LADY OSCAR
- Titre original : Berusaiyu no bara
- Réalisateur : Jacques Demy
- Année : 1980
- Pays : Japon / France / Royaume-Uni
- Genre : Histoire à la moulinette (catégorie : Sentimental)
- Durée : 2h04
- Acteurs principaux : Catriona McColl, Barry Stokes, Terence Budd, Christine Böhm
- Tous les grands cinéastes ont une bouse dans leur filmographie, ou du moins une œuvre en dessous de leur talent.
Hitchcock termina sa carrière avec le gentillet « Complot de famille »,
le Marcel Carné de « Terrain Vague » ne valait pas – et de loin ! –
celui des « Enfants du Paradis », Chaplin tira sa révérence avec « La
Comtesse de Hong Kong ». A un moindre niveau, Dario Argento s’est
magistralement cassé les dents sur « Le Fantôme de l’Opéra », et Bigas
Luna a porté un très mauvais coup à sa carrière avec le fantabuleusement
nanar « Bambola
», chroniqué en ces lieux. Mais le cas de Jacques Demy, réalisateur
célébré des « Parapluies de Cherbourg » et des « Demoiselles de
Rochefort », est véritablement particulier. Sa filmographie compte en
effet un nanar doublé d’un trou noir : « Lady Oscar », le film qui nous
occupe ici, n’est en effet… jamais sorti en France, ce qui est pour le
moins surprenant pour l’œuvre d’un grand cinéaste français ! A noter
qu’un autre film de Demy, « Le Joueur de flûte de Hamelin », production
britannique, subît le même sort. Mais si ce dernier film est paraît-il
une réussite, la raison du sort de « Lady Oscar
» saute aux yeux : il s’agit tout simplement du pire film jamais tourné
par son auteur, un ratage d’une ampleur tout simplement cosmique qui
dégoûterait de Demy le fan le plus acharné.

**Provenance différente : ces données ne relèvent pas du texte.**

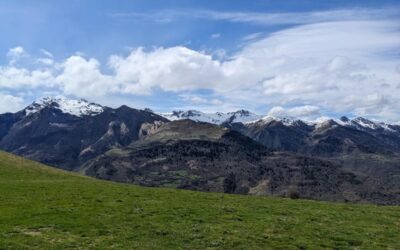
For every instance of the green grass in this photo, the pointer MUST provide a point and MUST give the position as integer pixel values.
(44, 208)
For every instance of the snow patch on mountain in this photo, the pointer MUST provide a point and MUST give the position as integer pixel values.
(79, 107)
(285, 120)
(242, 116)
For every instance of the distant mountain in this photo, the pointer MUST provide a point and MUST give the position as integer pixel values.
(328, 137)
(66, 133)
(218, 118)
(239, 152)
(201, 156)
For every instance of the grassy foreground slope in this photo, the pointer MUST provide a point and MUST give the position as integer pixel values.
(45, 208)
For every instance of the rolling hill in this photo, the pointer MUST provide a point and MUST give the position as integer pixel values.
(46, 208)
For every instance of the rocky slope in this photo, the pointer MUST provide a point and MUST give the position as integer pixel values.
(65, 133)
(201, 156)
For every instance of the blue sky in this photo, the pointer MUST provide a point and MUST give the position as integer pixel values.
(302, 58)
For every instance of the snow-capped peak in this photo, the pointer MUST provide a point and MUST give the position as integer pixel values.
(285, 120)
(79, 107)
(215, 118)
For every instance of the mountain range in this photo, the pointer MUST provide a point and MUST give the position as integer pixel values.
(355, 160)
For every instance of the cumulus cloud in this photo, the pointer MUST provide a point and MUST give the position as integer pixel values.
(170, 69)
(9, 103)
(215, 36)
(199, 100)
(14, 54)
(82, 77)
(307, 112)
(339, 66)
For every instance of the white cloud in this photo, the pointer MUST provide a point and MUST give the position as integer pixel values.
(14, 54)
(16, 78)
(336, 66)
(215, 36)
(9, 103)
(171, 69)
(81, 77)
(293, 17)
(265, 18)
(199, 100)
(46, 53)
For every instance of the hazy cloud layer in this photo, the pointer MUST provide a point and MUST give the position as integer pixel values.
(349, 66)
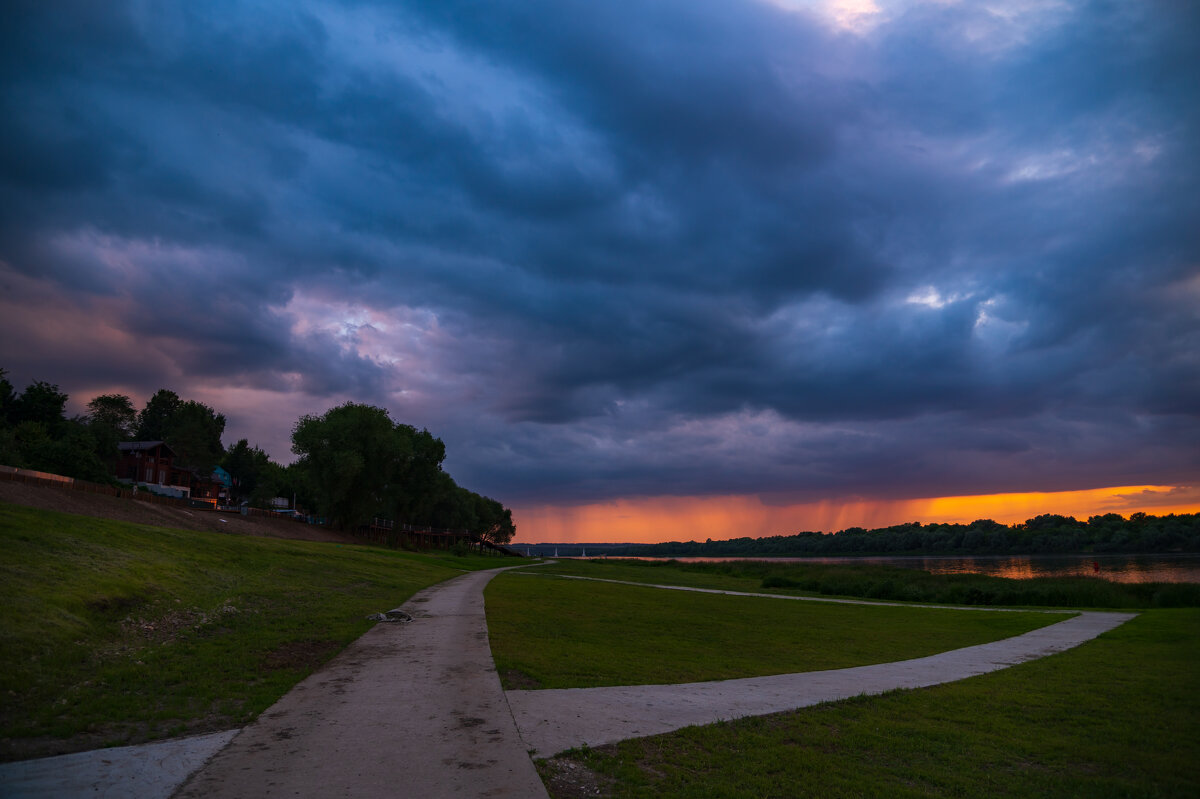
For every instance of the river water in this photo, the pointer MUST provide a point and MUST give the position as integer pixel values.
(1119, 569)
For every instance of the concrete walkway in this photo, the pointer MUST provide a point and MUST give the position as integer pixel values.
(145, 772)
(407, 710)
(417, 710)
(555, 720)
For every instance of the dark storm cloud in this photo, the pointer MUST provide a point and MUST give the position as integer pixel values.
(684, 247)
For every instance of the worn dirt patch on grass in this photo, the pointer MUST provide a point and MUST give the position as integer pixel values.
(514, 679)
(300, 654)
(568, 779)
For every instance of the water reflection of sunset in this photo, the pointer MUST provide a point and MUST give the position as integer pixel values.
(695, 518)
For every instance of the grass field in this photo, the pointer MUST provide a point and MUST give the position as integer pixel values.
(553, 632)
(114, 632)
(1117, 716)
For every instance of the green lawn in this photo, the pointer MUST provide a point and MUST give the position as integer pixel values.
(115, 634)
(1117, 716)
(555, 632)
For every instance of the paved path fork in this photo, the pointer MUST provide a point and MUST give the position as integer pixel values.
(407, 710)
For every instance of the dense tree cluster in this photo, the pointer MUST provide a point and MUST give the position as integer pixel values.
(354, 463)
(1042, 534)
(357, 463)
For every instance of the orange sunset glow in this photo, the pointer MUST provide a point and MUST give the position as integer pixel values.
(696, 518)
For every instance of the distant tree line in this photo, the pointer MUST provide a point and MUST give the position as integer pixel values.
(1044, 534)
(354, 463)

Ce film, dont l’action est située à la veille de la Révolution
Française, a de surcroît la particularité d’être… japonais ! Hé oui, il
s’agit bien du Lady Oscar qui fit les beaux jours de Récré A2, un film
financé par des fonds japonais, destiné à un public japonais, et
entièrement conforme à la vision kitsch de l’Histoire de France par les
Nippons !
Pour qui ne connaîtrait pas cette œuvre, « La Rose de Versailles »

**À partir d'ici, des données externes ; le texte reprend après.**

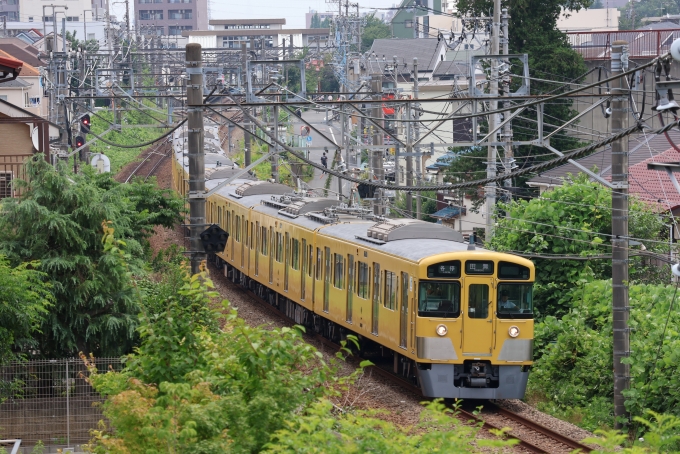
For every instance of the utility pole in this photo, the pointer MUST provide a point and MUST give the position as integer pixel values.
(490, 188)
(508, 155)
(196, 153)
(377, 168)
(246, 137)
(416, 126)
(275, 157)
(620, 303)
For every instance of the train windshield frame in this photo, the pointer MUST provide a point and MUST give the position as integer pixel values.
(515, 300)
(439, 299)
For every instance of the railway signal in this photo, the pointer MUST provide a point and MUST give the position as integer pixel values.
(85, 124)
(214, 239)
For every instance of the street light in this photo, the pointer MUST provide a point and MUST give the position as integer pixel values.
(85, 24)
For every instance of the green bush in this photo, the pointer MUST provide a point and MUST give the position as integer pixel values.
(572, 376)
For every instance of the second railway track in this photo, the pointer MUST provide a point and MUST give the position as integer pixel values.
(532, 436)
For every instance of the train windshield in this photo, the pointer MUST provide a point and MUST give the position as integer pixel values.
(515, 301)
(439, 299)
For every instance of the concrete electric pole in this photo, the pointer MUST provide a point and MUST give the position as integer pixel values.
(196, 153)
(620, 303)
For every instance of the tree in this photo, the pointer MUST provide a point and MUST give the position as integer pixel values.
(533, 31)
(373, 29)
(194, 388)
(24, 303)
(633, 12)
(60, 219)
(572, 219)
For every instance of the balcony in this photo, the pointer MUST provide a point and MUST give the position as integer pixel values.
(642, 44)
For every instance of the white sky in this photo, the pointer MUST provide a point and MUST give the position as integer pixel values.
(292, 10)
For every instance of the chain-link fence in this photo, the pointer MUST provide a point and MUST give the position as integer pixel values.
(50, 401)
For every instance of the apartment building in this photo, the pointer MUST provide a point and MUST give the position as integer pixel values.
(170, 17)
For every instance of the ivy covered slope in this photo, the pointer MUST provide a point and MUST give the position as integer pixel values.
(133, 132)
(203, 382)
(57, 224)
(575, 219)
(572, 376)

(traduction littérale du titre original) est à l’origine une BD de
Riyoko Ikeda, publiée dans les années 70, et qui donna lieu à une série
d’animation en quarante épisodes. Pour résumer rapidement l’histoire, «
Oscar » est la fille d’un noble français du XVIIIème siècle qui, frustré
de ne pas avoir de fils, l’a élevée comme un homme en cachant le
véritable sexe de son enfant. Devenue militaire, Oscar-Francoise de
Jarjayes (c’est son nom complet) est attachée au service de la Reine
Marie-Antoinette et prend peu à peu conscience de la révolte qui gronde
en France, se débattant en parallèle avec son amour pour le bel André
Grandier (rappelons qu’elle est censée être un homme). La petite
histoire est emportée dans le tourbillon de la grande, envoyez les
violons...
Catriona Mc Coll.
L’endive Barry Stokes.
Très appréciée des amateurs de manga, la série eut un grand succès au
Japon, et plus tard en Europe, notamment en Italie et en France. Mais ni
la BD ni son adaptation animée n’étaient connues dans notre beau pays
quand fut lancé le projet d’une version live de cette histoire. La
présence à la mise en scène d’un grand cinéaste français comme Jacques
Demy, maître du "kitsch-mais-pas-trop", devait sans nul doute assurer la
"French touch" de cette production nippone réellement tournée à
Versailles. Réalisé pour un public japonais, en langue anglaise (pour
assurer l’exportation), avec des acteurs en majorité britanniques, le film avait-il une chance d’être un tant soit peu cohérent et crédible, et de conserver la patte de Jacques Demy ?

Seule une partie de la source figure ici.